Similar to pollen counts, mold counts may suggest the types and relative quantities of fungi present at a certain time and place. For several reasons, however, these counts probably cannot be used as a constant guide for daily activities. One reason is that the number and types of spores actually present in the mold count may have changed considerably in 24 hours because weather and spore dispersal are directly related. Many of the common allergenic molds are of the dry spore type–they release their spores during dry, windy weather. Other fungi need high humidity, fog, or dew to release their spores. Although rain washes many larger spores out of the air, it also causes some smaller spores to be shot into the air.
In addition to the effect of day-to-day weather changes on mold counts, spore populations may also differ between day and night. Day favors dispersal by dry spore types and night favors wet spore types.
Are there other mold-related disorders?
Fungi or microorganisms related to them may cause other health problems similar to allergic diseases. Some kinds of Aspergillus may cause several different illnesses, including both infections and allergy. These fungi may lodge in the airways or a distant part of the lung and grow until they form a compact sphere known as a “fungus ball.” In people with lung damage or serious underlying illnesses, Aspergillus may grasp the opportunity to invade the lungs or the whole body.
In some individuals, exposure to these fungi also can lead to asthma or to a lung disease resembling severe inflammatory asthma called allergic bronchopulmonary aspergillosis. This latter condition, which occurs only in a minority of people with asthma, is characterized by wheezing, low-grade fever, and coughing up of brown-flecked masses or mucus plugs. Skin testing, blood tests, X-rays, and examination of the sputum for fungi can help establish the diagnosis. Corticosteroid drugs are usually effective in treating this reaction; immunotherapy (allergy shots) is not helpful.

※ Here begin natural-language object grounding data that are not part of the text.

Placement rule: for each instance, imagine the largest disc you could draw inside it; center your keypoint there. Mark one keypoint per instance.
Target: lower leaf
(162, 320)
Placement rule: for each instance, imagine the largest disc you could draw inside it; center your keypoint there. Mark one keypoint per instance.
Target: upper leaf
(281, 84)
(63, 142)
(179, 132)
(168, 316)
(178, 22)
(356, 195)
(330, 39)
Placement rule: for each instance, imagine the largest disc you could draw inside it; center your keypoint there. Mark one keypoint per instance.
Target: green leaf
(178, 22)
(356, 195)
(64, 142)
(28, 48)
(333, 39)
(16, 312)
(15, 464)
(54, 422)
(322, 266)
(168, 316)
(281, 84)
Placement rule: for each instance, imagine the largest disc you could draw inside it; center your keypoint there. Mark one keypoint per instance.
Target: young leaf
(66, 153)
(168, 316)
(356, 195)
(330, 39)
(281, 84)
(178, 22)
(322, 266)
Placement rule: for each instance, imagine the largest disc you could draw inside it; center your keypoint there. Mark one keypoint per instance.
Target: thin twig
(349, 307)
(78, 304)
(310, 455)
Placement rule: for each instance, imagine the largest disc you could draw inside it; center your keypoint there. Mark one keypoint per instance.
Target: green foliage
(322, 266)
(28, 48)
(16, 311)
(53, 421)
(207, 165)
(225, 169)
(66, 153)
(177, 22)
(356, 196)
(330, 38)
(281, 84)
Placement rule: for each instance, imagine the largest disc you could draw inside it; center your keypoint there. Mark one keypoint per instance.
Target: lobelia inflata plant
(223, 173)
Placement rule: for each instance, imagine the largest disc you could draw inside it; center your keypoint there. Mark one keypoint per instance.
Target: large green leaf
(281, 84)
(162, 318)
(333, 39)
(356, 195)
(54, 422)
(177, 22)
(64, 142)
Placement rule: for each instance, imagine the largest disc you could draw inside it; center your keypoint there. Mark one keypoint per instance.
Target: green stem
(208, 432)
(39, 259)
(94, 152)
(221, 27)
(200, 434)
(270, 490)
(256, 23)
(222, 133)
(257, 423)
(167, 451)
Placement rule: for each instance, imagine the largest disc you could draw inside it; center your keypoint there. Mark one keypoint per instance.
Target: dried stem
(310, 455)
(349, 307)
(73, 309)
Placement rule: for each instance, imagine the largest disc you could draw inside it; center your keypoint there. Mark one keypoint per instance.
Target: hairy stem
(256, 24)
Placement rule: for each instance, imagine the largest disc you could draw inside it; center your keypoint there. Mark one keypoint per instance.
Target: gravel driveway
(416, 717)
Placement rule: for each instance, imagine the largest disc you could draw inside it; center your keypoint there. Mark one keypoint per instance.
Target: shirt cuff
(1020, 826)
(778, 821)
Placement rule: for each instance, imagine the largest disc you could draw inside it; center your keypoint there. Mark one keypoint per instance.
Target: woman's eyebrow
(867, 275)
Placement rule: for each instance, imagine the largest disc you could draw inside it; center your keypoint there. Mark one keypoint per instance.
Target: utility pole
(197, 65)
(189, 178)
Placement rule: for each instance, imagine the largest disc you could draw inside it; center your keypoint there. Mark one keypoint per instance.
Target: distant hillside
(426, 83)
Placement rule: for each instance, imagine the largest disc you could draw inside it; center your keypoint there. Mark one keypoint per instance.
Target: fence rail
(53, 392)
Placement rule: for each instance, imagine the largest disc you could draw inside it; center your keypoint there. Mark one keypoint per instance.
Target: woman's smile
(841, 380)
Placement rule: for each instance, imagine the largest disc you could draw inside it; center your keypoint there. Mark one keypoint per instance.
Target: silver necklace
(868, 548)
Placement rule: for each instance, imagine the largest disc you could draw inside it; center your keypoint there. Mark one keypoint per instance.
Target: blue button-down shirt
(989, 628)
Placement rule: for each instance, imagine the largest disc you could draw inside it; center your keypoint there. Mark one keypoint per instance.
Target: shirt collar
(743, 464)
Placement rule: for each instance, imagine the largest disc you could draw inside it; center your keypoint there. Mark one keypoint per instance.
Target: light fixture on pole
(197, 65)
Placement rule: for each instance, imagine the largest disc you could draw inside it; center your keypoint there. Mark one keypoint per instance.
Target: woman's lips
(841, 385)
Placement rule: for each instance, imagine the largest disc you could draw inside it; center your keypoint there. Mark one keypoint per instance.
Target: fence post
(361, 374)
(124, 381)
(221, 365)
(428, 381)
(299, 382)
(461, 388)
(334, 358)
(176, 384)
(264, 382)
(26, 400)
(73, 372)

Cigarette smoke is a major source of indoor pollution. Active and secondary smoke increases the risk of developing asthma. Children of mothers who smoke have a higher incidence of wheezing illnesses. This effect worsens with more years of exposure.
Perfume is an indoor pollutant that can irritate already inflamed airways in patients with allergies or asthma and should be avoided whenever possible.